The proposed rule would replace the January 2021 Independent Contractor Status Under the Fair Labor Standards Act rule that was implemented under the Trump administration. Using that rule, workers are more likely to be classified as independent contractors than they were prior to 2021.
The proposed rule seeks to combat employee misclassification, according to the DOL, and would create a framework more consistent with the longstanding legal precedent employers have used to classify workers as employees or independent contractors under the FLSA. The full text of the rulemaking notice is here.

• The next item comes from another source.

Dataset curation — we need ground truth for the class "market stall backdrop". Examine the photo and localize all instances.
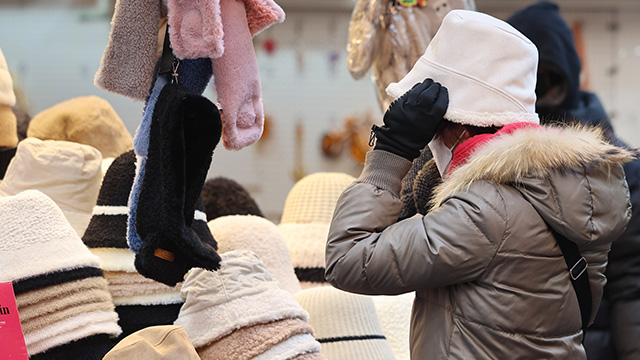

“While independent contractors have an important role in our economy, we have seen in many cases that employers misclassify their employees as independent contractors, particularly among our nation’s most vulnerable workers,” said Secretary of Labor Marty Walsh. “Misclassification deprives workers of their federal labor protections, including their right to be paid their full, legally earned wages. The Department of Labor remains committed to addressing the issue of misclassification.”
Per the DOL, the proposed rule would:
- Align the department’s approach with courts’ FLSA interpretation and the economic reality test.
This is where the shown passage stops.